The court also ruled that milk from dairy cattle cannot be marketed as "organic" if the cows are raised on genetically engineered food and given antibiotics before they are converted to organic production.
The industry's largest trade group said that if the court ruling stood, it would have reduced the number of premium products that could claim to be "organic" and forced producers to shift to the lesser standard of "made with organic ingredients."
Members of the organic food movement, who have spent more than a decade building what is today the fastest growing segment of the food industry - with almost $11 billion in sales in 2003 - predicted the congressional action would undermine public confidence in the integrity of organic food labels. Under current USDA guidelines, foods with the green "organic" label must be 100 percent natural and contain at least 95 percent organic ingredients.
Consumers Union, publisher of Consumer Reports, vowed a national campaign against products containing synthetics marketed as "organic."

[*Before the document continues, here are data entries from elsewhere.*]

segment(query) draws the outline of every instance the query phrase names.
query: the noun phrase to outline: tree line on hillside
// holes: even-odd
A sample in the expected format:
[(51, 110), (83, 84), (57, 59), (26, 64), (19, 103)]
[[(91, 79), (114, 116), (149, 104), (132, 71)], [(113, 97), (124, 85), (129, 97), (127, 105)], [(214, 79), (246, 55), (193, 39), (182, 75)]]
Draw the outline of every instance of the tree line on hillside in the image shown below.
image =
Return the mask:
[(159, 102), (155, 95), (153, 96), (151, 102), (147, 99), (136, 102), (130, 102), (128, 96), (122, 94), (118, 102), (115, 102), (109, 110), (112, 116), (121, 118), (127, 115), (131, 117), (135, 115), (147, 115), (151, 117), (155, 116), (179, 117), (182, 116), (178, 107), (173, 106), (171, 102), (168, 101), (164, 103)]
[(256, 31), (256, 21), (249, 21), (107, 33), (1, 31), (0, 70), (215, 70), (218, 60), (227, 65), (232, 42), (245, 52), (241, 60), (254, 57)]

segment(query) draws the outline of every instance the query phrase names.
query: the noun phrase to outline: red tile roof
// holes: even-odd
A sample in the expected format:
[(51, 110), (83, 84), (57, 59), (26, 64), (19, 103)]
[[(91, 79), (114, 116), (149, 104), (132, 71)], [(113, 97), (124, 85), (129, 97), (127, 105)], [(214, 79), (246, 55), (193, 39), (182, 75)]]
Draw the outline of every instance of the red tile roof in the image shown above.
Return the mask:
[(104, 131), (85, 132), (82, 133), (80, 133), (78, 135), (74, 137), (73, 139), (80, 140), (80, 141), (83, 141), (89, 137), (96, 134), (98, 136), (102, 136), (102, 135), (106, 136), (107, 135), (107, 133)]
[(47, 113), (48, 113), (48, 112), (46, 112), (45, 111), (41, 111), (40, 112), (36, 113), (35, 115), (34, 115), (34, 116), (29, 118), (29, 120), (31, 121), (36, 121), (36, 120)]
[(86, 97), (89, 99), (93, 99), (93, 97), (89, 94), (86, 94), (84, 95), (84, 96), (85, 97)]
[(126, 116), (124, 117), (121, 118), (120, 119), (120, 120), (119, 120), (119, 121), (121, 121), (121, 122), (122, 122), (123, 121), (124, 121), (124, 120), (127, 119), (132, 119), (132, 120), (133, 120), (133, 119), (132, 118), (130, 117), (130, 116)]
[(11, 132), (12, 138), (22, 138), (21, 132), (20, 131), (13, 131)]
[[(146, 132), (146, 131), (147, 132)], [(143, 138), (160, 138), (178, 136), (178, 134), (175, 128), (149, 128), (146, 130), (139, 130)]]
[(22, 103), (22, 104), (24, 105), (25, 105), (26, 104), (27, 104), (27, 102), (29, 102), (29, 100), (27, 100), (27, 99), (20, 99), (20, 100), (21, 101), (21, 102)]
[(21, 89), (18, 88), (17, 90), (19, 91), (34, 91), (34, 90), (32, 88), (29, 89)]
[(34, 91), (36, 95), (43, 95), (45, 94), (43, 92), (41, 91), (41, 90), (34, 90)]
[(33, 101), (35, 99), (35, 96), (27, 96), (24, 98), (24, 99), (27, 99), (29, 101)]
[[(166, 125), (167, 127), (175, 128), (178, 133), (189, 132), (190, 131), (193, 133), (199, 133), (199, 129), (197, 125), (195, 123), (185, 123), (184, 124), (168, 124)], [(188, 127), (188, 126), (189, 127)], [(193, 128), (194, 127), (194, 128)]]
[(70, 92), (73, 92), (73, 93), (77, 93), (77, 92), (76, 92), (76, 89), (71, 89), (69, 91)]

"While consumers don't get to vote in the halls of Congress, they do get to vote in the marketplace," said Urvashi Rangan, a policy analyst at the New York-based non-profit. She said Congress is giving in to big processors who want a piece of the organic market without meeting the stringent requirements originally intended for organic labels.
Rangan said the USDA also is being given wide discretion to give "emergency exemptions" to industry to use chemical synthetics in place of natural ingredients when the natural ingredients aren't readily available or are too expensive.
Katherine DiMatteo, executive director of the Organic Trade Association, which sought the congressional action, said it is intended only to maintain current industry practices for producing products marketed as "organic."
She said synthetics still will be limited under USDA regulations, and stringent reviews still will be conducted to ensure the organic label is appropriate.
She said the federal court ruling threatened to overturn a decade of work, public hearings and compromises that went into putting together a USDA policy on organic food that went into effect in October 2002. She said the House-Senate amendment also matches overseas organic standards.
"I don't agree with the characterization of what has been done here," she said. Although some in the organic movement charged OTA launched a "sneak attack" on the organic rule, DiMatteo said her organization has been open with its intentions to get Congress to overturn the court ruling.
The federal court decision came in a case brought by Arthur Harvey, a blueberry farmer from Hartford, Maine, and an inspector under the USDA's organic program. He contended the USDA was allowing manufacturers to put too many synthetic chemicals in products marketed as organic than originally permitted under government rules. In the case of jam, for example, he said manufacturers were using synthetic pectin to firm up the natural fruit when more expensive pectin from natural sources was readily available.
Harvey said there are more than 300 synthetic ingredients used in manufacturing organic foods today that never should have been permitted, and the industry has slipped into other bad habits, such as marketing organic food in plastic bags.
Steve Etka of the National Organic Coalition, which represents Northeast organic farmers, among others, said the impact of Harvey's suit has divided the organic movement and the action by Congress now threatens to force the Agriculture Department to reopen the organic rule to further alteration.
"This goes far beyond maintaining the status quo,'' Etka said. He predicted one impact of the congressional action will be to allow industry to use more of the cheaper synthetics in organic products, even when natural products are readily available.